イジメ返し2 ~恐怖の復讐劇~
「――お母さん、入るよ……?」
時計の針は午後10時を差している。
母の部屋の扉をノックしてからそっとドアノブに手をかける。
開いたカーテンの隙間から差し込む月夜の明かりで部屋の中がぼんやりと浮かべあがる。
真っ暗で静まりかえった部屋の中の真ん中で母は背中を向けて正座していた。
唇が震えてうまく言葉にならない。
「で、電気つけるね……?おばあちゃん、もう寝たから」
「……そう」
覇気のない母の声にジリジリと焦りを感じる。
今のように落ち着いた雰囲気の時こそ、母はうっぷんをため込んでいることが多い。
電気のスイッチを入れると、部屋の中がパアッと明るくなった。
「みやび、こっちにきて座りなさい」
「……はい」
母に従い、畳の床に正座する。
これから先、何をされるのかは容易に想像がつく。
「今日、どうして電話にでなかったの?」
「ご、ごめんなさい……。気付かなくて」
「気付かなかったことはないでしょう?お母さん、何度も何度も何度も電話したんだから!!」
母の怒りのスイッチが入った。
目の色の変わった母を見て、背中を丸める。
「お母さんだってね、こんなことしたくないのよ。でも、みやびが悪いから。

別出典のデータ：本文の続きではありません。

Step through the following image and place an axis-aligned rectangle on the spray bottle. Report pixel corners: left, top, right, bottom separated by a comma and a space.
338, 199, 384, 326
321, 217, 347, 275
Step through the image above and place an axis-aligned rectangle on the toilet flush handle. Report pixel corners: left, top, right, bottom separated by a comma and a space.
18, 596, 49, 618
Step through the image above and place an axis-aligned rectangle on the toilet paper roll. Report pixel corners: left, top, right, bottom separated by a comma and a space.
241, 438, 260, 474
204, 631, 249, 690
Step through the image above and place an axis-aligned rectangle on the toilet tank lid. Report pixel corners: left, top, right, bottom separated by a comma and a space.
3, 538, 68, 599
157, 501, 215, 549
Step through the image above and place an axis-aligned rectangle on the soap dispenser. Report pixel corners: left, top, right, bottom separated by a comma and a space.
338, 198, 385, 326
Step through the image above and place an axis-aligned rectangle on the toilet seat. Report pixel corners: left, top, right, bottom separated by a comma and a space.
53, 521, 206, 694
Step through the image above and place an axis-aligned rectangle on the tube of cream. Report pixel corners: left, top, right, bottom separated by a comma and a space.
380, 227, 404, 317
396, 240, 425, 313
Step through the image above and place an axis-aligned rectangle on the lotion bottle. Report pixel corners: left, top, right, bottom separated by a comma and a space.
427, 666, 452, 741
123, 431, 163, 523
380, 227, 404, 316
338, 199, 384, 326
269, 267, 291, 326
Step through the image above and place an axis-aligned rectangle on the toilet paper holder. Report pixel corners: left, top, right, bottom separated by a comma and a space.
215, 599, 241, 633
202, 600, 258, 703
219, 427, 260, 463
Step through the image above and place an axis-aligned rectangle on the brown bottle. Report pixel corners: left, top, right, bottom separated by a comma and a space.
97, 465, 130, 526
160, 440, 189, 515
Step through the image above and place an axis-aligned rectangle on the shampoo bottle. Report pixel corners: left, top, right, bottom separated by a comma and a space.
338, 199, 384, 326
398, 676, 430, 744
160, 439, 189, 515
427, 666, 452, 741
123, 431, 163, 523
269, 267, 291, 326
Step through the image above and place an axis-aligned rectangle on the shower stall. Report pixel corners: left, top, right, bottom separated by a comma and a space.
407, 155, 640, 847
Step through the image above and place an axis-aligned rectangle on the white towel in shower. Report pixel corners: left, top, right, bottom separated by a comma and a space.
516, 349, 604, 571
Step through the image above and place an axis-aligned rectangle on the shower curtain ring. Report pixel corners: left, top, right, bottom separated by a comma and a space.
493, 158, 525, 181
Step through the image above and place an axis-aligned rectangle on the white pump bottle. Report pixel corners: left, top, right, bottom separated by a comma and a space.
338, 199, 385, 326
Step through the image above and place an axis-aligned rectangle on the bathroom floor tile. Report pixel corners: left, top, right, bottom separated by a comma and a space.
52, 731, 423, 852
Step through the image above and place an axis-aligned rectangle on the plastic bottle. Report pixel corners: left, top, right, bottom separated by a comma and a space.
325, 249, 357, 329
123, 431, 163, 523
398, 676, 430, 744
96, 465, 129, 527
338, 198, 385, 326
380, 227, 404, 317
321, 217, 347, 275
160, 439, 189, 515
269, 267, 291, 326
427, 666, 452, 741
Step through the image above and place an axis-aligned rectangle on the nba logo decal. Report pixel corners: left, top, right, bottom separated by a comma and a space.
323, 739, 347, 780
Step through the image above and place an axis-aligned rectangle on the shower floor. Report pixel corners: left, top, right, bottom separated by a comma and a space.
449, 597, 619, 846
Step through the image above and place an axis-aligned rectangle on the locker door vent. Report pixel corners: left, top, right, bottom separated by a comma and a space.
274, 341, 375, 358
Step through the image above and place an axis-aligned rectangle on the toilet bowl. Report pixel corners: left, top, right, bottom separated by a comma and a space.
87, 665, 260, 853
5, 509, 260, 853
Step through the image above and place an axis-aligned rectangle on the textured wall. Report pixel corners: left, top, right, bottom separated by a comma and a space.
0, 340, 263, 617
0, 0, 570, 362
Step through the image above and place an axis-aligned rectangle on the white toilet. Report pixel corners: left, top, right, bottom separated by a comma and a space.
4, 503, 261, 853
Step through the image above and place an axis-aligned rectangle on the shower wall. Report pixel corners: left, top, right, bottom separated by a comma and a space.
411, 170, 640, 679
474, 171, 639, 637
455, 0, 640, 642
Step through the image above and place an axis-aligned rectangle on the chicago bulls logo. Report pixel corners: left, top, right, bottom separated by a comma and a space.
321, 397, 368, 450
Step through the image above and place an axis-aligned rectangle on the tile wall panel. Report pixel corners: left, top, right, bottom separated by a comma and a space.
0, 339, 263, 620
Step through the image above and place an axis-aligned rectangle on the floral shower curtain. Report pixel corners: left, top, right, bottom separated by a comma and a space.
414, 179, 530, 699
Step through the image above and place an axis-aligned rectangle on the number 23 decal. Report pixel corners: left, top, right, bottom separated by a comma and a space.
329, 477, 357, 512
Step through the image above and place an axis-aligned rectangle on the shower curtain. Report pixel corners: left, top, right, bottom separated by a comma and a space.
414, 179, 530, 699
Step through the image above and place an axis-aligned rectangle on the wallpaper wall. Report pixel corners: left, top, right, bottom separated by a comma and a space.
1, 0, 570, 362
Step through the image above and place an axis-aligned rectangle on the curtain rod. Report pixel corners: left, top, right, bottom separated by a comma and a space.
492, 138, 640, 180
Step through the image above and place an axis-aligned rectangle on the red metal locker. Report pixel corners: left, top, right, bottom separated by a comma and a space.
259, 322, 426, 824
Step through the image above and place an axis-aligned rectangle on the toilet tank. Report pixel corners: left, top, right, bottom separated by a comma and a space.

悪い子にはお仕置きが必要なのよ」
あたしは黙って頷くと、Yシャツを脱ぎ、下着姿になった。
「ごめんなさい、お母さん」
今朝つねられた部分の右のわき腹はいまだにミミズ腫れになっている。
母は躊躇なくその部分をつねった。
「……っ……。痛い……」
顔を真っ赤にして奥歯を噛みしめて痛みに耐える。
「痛い?何を言ってるの?誰が悪いの?そのせいで、誰が犠牲になったの?みやびが悪いからお父さんとお母さんはケンカをするんでしょ?みやびが悪いからお父さんがほかの女のところに行って帰ってこないんでしょ?みやびが悪いからババアの介護をしなくちゃならなくなったんでしょ?みやびが悪いからお母さんこんなことしてるんでしょ?そうでしょ?違う?違わないわよね?ねっ?ねっ?」
壊れた人形のように早口でまくし立てるようにしゃべる母にうなづくだけで精いっぱいだった。
母の長い親指の爪がわき腹に刺さる。
目をつぶると、ふと西園寺カンナの言葉が浮かんだ。
『みやびちゃんが静子ちゃんをつねるのには理由があるのかなぁって思って。例えば、お母さんにマミちゃん自身がつねられてる……とか?なーんってねっ!!』
ギリギリと奥歯を噛みしめる。
許さない。あたしを……そしてお母さんを侮辱したことを後悔させてやる。
心の中に膨らんだ怒りの炎が全身に広がっていくのを感じた。